- Died: 336 Oshakan, Arsacid Armenia
- House: Arsacid dynasty

= Sanesan =

Sanesan (Սանեսան) or Sanatruk (Սանատրուկ) was the king of Maskut in the early 4th century. Sanesan's people, the Mazk'kut'k, have variously been identified as the Massagetae or as the Meskheti.

== Life ==
According to both Faustus Byuzand and Moses of Chorene, when St.Grigoris arrived in the principality of Maskut (located along the northeastern Azerbaijani and south Dagestani shore of the Caspian Sea) to preach Christianity, its ruler of the local branch of Arsacids ordered him killed. Grigoris was trampled to death by mounted Maskut soldiers in the Vatnean Valley, near the present-day village of Nughdi 37 south of Derbent in c. 334. However, according to Faustus it was Sanesan, while Moses describes him as Sanatruk. Accorting do Murtazali Gadjiev, both Sanesan and Sanatruk are different figures, latter being a noble, former a king.

=== Invasion of Armenia ===

According to the history of Faustus Byuzand, after death of Tiridates III and accession of Khosrov III the Small to the throne, he invaded Armenia with an army of various peoples including Huns and Alans in 335, trying to usurp the throne.
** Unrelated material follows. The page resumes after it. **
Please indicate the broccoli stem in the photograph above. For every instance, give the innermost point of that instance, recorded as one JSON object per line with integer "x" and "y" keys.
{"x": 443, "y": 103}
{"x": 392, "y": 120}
After occupying Armenia for most of a year, he was defeated and killed by the Armenian general Vatche Mamikonian. Slightly differing from Faustus and Moses, Movses Kaghankatvatsi names the king as Sanatruk and mentions him as king of "Albanians of Paytakaran" as opposed to Urnayr, who was king of Albania which was located more to the north-west of Paytakaran. According to his history, the king allied with Shapur II and invaded then Roman client Khosrov, taking about 30,000 soldiers with him. Kaghankatvatsi links Sanesan's killing to Vahan Amatuni, another general of Khosrov. Georgian author Zaza Aleksidze tried to reconcile three versions, saying that Grigoris arrived at Sanesan's camp when he was preparing for his invasion of Armenia. He captured Paytakaran in 334 and started to gather troops for invasion of Armenia later.

According to Moses of Chorene, Sanesan died near Oshakan fortress in 336.

==Sources==
- Faustus of Byzantium, History of the Armenians, Third Book, Chs 6–7.